Inzet van het onderhavige geding is de nalatenschap van erflater [betrokkene]. In het kader van de afwikkeling van deze nalatenschap hebben de echtgenote van erflater, eiseres tot cassatie [eiseres], en hun drie kinderen, onder wie verweerder in cassatie [verweerder], een vaststellingsovereenkomst gesloten. In dit geding heeft [eiseres] een beroep gedaan op de vernietigbaarheid van deze overeenkomst op grond van art. 3:34 BW (geestelijke stoornis). Het hof heeft dat beroep, in navolging van de rechtbank, verworpen. Daartegen richt zich het cassatiemiddel.
2.
In cassatie moet worden uitgegaan van de feiten die door het hof Leeuwarden in rov. 1-12 van zijn in zoverre in cassatie niet bestreden eindarrest als vaststaand zijn aangemerkt. Het gaat, kort samengevat en voor zover in cassatie nog van belang, om het volgende:
i) [betrokkene] (verder ook: [betrokkene]) is op 25 mei 1995 overleden. Hij was vanaf 1978 op huwelijkse voorwaarden (periodiek verrekenbeding) gehuwd met [eiseres] (verder ook: [eiseres]). Uit dit huwelijk zijn drie kinderen geboren, te weten [verweerder] (geboren [geboortedatum] 1978) en twee dochters, verder: [betrokkene 2 en 3] (geboren op [geboortedatum] 1980 onderscheidenlijk [geboortedatum] 1983).
ii) Op 12 mei 1995 heeft [betrokkene] bij testament over zijn nalatenschap beschikt.
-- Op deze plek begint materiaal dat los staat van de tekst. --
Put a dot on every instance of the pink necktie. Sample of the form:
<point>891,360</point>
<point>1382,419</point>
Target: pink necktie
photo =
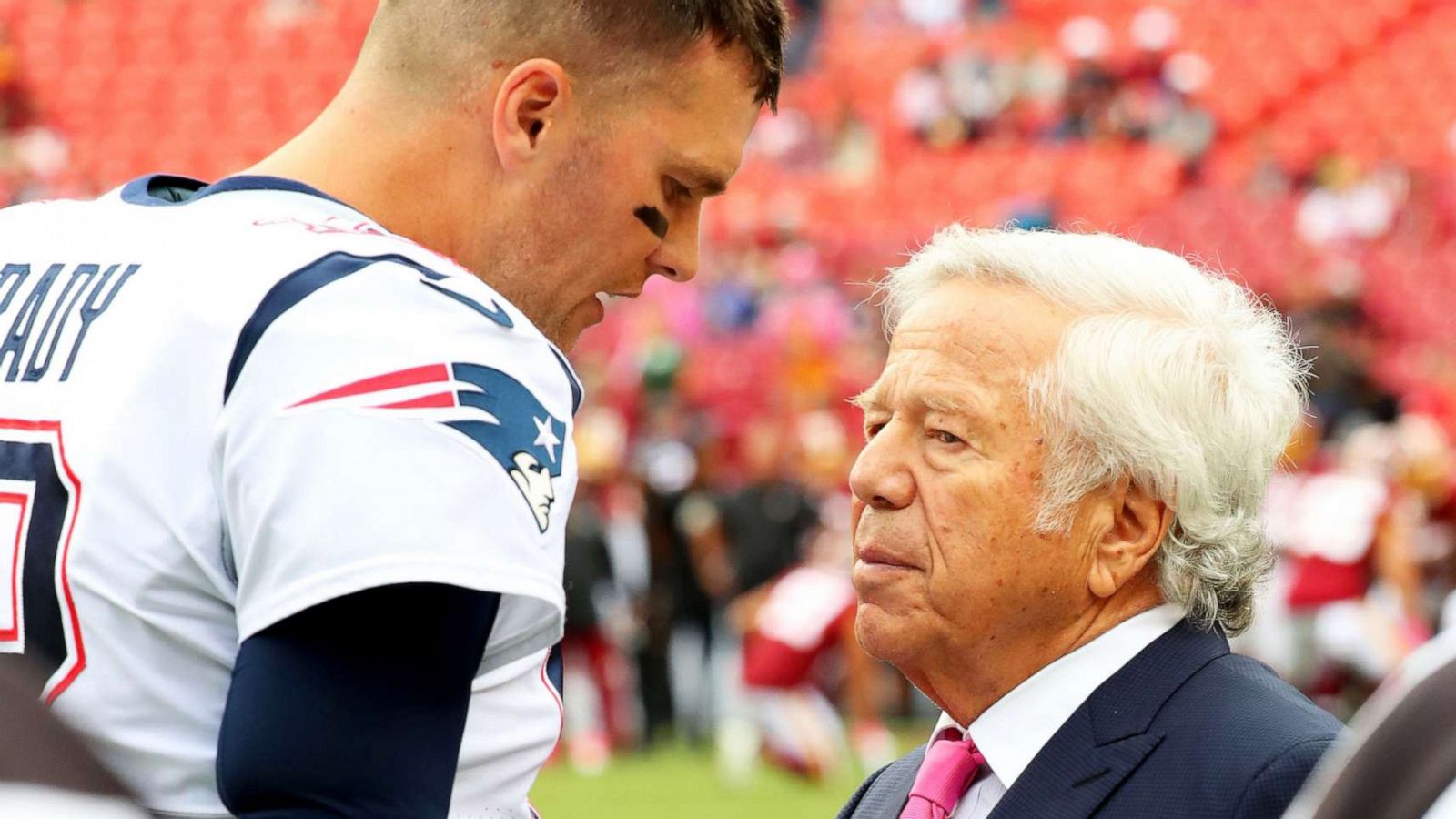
<point>948,768</point>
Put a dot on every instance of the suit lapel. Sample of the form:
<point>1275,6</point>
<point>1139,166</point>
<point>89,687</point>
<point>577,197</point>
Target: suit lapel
<point>1108,736</point>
In dat testament heeft hij zijn drie kinderen tot erfgenaam benoemd, ieder voor een derde deel. Verder zijn bij het testament twee legaten gemaakt, een legaat ten gunste van [verweerder] en een legaat ten gunste van [eiseres]. Aan [verweerder] is gelegateerd de gehele agrarische onderneming zoals die door erflater in de vorm van een eenmanszaak werd uitgeoefend, met de bepaling dat het legaat aan [verweerder] moet worden afgegeven na het bereiken van de achttienjarige leeftijd. Aan [eiseres] is in plaats van haar erfdeel bij versterf gelegateerd het vruchtgebruik van de gehele nalatenschap, waarbij ten aanzien van de nettowinst van het melkveehouderijbedrijf het vruchtgebruik is beperkt tot datgene wat nodig is ter voorziening in het levensonderhoud voor [eiseres] en de minderjarige kinderen met een maximum van € 9.075,60 (f 20.000,-) per jaar.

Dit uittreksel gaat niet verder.